While it has long been studied that the body standards in magazines, on television and in cinema have contributed to young women’s thoughts about their own bodies, a relatively new tool for negative comparison has arrived over the past decade: social media.
According to Jasmine Fardouly, a professor at the School of Psychology in Australia, “Women rarely compare their appearance to others’ in magazines or on billboards and only sometimes compare their appearance to others’ on TV. We found social media comparisons better reflect the types of comparisons young women make every day.”
A significant number of young women attending Carmel High School agree that the constant feed of idealized photos of women feels like a trap with no escape, observing that it’s impossible to get away from the ever-flowing stream of idealized perceptions of beauty.
“It’s like everywhere you turn there is some girl with the perfect body and a seemingly perfect life,” sophomore Sarah Morgan says. “It feels like you can’t get out of it. It’s on your phone, the magazines you look at and all the TV shows you watch. You can’t help but look at yourself and feel kind of bad about yourself after being exposed to that.”
Numerous CHS girls say that the ability to feel good about one’s body and obtain the coveted “body confidence” seems to be nearly impossible in this day and age of PhotoShopped images and unrealistic proportions being shoved in young women’s faces.
With the rise in use of social media applications, there are more and more ways to access these doctored and unrealistic photos of women, only contributing to girls’ poor body images. According to the Members of Parliament’s report, cosmetic surgeries have increased by nearly 20 percent since 2008, the same year social media giant Facebook began becoming the global phenomenon that it is today.
The most accessible and common way to see people with supposedly “perfect” bodies is to look at celebrities, “fitness gurus” or the socially elite, most of whom have nutritionists, chefs and trainers.
“I can’t think of a specific time where social media has affected the way I think about myself,” a female sophomore says, “but I think it is always in the back of my head that our thighs should not touch, my hair needs to be really long, and I need to have perfect skin. I think that this thinking is because it is how all the celebrities look on social media: flawless with no imperfections.”
It is just as easy to see friends or acquaintances uploading photos and to feel inferior to them, in terms of physical attributes. This sensation may not occur as often in real life, as CHS students report constantly putting their best foot forward by only documenting their better, more attractive photos.
Despite voiced disapproval from respective social media administrations, pages and profiles dedicated to promoting and documenting eating disorders continue to exist.

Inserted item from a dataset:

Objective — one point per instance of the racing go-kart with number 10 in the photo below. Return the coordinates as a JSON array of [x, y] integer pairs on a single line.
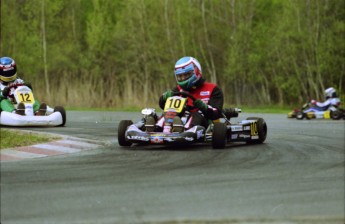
[[219, 132]]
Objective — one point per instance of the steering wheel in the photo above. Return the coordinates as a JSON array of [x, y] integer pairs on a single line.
[[184, 94], [6, 91]]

According to the clinical study by Jett, Laporte and Wachisne in 2010, exposing college-aged women without eating disorders to this type of site for an hour and a half led to them decreasing their caloric intake and applying some of the techniques they had learned from that site less than a week later.
“I developed an eating disorder last year when I was 14,” a female freshman says. “After I became a vegan, I started to find less and less ways to fill the amount of calories I was supposed to have. I truly believe that originally the desire to become thin started with social media.”
She cites following vegan bloggers across the web and looking at their lives as a source of inspiration for all things regarding diet and appearance.
It is not as uncommon as one might think for teen girls to develop eating disorders, and some of those who have report looking to counselors, friends and teachers for help.
“I have had a few of my friends talk to me about how badly they felt about their bodies and how they wanted to lose weight,” junior Grace Lee tells. “It’s really sad because, looking at them, they don’t appear to be even the slightest bit overweight.”
This self-deprecation is actually heard all over among female friends, predominantly in real life, not via social media. Often, as CHS girls report, any girls involved in the conversation point out something about their bodies that they dislike, similar to the now infamous scene of body critiquing in “Mean Girls.”
According to Salk & Elgenn Maddox’s 2011 research, more than 93 percent of women engage in “fat talk” every day while offline, with fat talk being described as “disparaging or commiserative comments about one’s appearance and the need to lose weight.”
The “fat talk” is also found online, with over 5 million women posting “negative beauty tweets,” and four out of five of tweets from women were about themselves and essentially body-shaming themselves.
While the Internet has the potential to be a beneficial and uplifting source of connection, it also has the potential to be a breeding ground for comparison and can cause impressionable young women to begin to feel self-conscious of their own bodies.